The café remains silent. I stand, shaking, by our table. Madame walks to the counter with balled fists—the movement awakens my muscles. I want to follow Skelley Chase and see how he plans to convince an Enforcer with a hollow heart to release Frenchie; instead, my desire to avoid these growing encounters with Enforcers wins me over. I sit down.
Can he save the waitress? I’ve never seen anyone stand up to the Enforcers and win. What sort of man is this?
My manuscript rests on the table. Already, my precious blueberry words are marked with his own scratchy black pen. I don’t read them—they might make me change my mind about this whole autobiography thing.
A half hour later, the entry bell tinkles and Skelley Chase walks back in, leading Frenchie to the counter. They’re both sopping wet, but his coat rests over her shoulders. Her cheeks are flushed and she beams at him.
“Go warm up,” he says.
The café is dead silent. Madame stares at Skelley Chase with her mouth half open. He walks up the stairs to the rooms above the café and returns to my table moments later in dry clothes.
“How did you save her?”
 
; “I told you, I can do anything.” He leans back in his chair and surveys me. “You haven’t changed your mind?”
I tangle my fingers beneath the table. Will he be angry? Disappointed? This hero—this famous man—is offering me help and I want to meet his approval, but I must stand on my decision. “Nope. No Wall.”
“Well then, let’s just rewrite this thing.”
I raise my eyebrows. “You’re still going to publish it?”
“Yes.”
“In a month?”
“Yes.”
I scratch at a spot on the tablecloth. “I’d prefer you not to publish it until my Good-bye in six months. With Reid in the hospital, I want to make sure he still gets medical benefits. I can’t put him in danger.”
Skelley Chase glances back at my scribbles. “Okay, I’ll try.”
My thumb rolls my cross ring around my pinky. I’m not sure what else to say. Thank you? Maybe. But am I grateful? We’re continuing my autobiography, but it didn’t bring fulfillment the first time around. My restless dragon is still pacing inside. Is this the thing I want to pour my last months into? Will I feel fulfilled afterward?

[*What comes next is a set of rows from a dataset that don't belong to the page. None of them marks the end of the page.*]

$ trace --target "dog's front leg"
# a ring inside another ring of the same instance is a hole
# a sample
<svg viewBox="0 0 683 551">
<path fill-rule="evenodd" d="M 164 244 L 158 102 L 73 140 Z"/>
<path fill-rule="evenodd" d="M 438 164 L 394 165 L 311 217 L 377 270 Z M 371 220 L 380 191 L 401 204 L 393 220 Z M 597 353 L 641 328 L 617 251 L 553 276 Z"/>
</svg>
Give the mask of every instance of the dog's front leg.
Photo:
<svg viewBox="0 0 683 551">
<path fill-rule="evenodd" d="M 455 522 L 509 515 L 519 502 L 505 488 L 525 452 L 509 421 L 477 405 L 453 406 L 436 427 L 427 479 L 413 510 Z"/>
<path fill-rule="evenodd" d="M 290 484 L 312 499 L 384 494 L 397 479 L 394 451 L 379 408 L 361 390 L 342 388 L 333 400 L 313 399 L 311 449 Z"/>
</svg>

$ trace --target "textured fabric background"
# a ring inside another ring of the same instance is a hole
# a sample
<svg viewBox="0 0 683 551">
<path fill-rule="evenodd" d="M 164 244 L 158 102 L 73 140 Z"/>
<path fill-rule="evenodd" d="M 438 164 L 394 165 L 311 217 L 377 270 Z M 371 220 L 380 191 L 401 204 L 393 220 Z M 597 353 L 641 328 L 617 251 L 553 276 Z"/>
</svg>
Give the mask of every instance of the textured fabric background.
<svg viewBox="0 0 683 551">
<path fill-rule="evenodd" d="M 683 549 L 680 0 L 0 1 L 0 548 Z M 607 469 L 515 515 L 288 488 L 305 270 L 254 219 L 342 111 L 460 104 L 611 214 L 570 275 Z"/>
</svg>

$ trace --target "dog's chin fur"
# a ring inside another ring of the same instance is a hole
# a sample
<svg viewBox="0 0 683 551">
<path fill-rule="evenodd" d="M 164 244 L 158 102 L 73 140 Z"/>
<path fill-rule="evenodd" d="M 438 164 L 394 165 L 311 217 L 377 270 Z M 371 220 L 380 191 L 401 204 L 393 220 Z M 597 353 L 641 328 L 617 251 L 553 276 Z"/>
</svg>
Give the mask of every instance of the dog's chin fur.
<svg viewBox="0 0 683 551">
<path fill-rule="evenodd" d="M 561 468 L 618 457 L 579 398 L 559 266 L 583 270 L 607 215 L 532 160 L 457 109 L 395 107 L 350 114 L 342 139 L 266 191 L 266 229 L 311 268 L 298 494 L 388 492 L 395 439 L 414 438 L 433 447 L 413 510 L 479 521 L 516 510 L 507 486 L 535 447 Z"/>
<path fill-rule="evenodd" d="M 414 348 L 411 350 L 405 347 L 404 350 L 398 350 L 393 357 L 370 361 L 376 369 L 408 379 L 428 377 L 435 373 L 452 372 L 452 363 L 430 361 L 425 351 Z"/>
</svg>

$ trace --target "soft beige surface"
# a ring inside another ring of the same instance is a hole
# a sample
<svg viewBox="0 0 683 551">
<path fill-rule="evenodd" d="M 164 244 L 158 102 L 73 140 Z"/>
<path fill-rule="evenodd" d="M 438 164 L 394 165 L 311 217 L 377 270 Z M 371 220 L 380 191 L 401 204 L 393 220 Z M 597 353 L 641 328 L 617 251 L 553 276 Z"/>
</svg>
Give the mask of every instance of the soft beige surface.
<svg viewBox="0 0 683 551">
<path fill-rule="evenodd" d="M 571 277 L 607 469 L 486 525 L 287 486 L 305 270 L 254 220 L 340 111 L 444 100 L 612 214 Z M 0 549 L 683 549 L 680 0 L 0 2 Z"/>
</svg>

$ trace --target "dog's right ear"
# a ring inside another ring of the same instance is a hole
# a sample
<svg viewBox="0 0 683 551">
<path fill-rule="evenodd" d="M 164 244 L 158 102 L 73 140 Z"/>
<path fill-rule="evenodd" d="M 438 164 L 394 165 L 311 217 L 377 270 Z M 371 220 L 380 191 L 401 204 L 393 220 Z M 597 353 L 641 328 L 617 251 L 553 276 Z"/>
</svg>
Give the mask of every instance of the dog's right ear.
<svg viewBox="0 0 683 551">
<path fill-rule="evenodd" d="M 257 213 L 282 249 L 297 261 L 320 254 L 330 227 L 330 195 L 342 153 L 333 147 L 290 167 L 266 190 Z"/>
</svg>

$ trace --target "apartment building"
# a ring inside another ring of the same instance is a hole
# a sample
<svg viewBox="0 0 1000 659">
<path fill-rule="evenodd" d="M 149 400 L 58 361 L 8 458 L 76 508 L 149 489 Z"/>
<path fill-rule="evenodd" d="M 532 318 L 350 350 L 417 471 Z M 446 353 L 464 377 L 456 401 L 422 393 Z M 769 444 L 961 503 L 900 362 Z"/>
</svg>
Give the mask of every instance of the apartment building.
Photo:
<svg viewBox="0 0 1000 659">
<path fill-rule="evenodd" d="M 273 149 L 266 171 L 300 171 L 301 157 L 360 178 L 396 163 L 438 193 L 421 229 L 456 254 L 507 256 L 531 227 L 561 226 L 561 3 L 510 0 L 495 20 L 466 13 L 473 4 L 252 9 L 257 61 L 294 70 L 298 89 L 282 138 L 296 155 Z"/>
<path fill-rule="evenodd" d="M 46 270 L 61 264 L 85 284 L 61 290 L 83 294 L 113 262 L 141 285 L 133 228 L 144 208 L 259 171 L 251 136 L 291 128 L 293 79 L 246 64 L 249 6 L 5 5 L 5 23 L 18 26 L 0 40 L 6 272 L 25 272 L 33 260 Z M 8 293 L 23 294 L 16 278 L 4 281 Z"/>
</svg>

I look at Skelley Chase. “So why do you need me here?”
“Your manuscript is now mine. Together, we will meet here to edit and rewrite it.”
“You’re staying here?”
“Yes. I’ve taken on a new biography—yours. And”—he toasts his cup to me—“the train is derailed.”

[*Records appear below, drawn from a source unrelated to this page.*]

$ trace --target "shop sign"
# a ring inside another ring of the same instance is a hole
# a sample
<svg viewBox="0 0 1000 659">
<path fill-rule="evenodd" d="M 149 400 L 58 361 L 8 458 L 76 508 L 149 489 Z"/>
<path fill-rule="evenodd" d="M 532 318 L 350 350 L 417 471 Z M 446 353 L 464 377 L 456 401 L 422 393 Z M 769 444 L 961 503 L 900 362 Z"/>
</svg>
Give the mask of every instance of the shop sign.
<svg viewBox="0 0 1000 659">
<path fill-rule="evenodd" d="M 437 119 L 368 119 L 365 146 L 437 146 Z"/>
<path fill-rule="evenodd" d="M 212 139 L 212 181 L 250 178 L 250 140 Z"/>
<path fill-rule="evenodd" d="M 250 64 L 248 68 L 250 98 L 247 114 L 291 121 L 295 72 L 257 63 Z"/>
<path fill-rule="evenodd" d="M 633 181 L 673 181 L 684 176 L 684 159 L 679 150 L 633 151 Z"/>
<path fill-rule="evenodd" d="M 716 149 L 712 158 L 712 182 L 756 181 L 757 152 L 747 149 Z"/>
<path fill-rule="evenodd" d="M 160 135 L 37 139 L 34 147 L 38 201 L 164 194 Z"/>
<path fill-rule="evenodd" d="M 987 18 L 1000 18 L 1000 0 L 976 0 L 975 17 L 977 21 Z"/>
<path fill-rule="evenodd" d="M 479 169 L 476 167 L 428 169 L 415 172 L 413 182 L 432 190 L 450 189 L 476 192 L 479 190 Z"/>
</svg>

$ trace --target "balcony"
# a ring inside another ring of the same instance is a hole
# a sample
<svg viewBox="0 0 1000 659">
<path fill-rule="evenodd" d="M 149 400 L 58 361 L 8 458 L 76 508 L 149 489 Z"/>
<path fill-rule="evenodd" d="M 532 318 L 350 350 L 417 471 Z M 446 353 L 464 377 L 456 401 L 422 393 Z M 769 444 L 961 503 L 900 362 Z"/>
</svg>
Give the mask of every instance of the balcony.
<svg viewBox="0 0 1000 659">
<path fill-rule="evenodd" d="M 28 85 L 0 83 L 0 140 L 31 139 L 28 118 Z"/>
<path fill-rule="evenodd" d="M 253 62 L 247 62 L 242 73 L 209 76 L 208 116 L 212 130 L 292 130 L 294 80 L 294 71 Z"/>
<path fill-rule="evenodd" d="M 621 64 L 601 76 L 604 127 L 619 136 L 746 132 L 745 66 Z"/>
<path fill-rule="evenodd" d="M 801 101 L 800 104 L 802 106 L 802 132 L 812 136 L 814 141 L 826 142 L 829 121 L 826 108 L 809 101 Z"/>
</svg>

I frown. “But . . . you have a car. You could leave whenever you want.”
“I don’t like to put on so much unnecessary mileage. I’d rather transport it on the train. The train delay gives a wonderful excuse to my publishers, editors, and other . . . people demanding my return.”
I dislike his abruptness, but I can’t help appreciating the effort he’s putting into my bland novel.
“Now to make this biography work, you need to be open with me.”
I bristle. I’m not open with anyone, except maybe Reid. How open is open?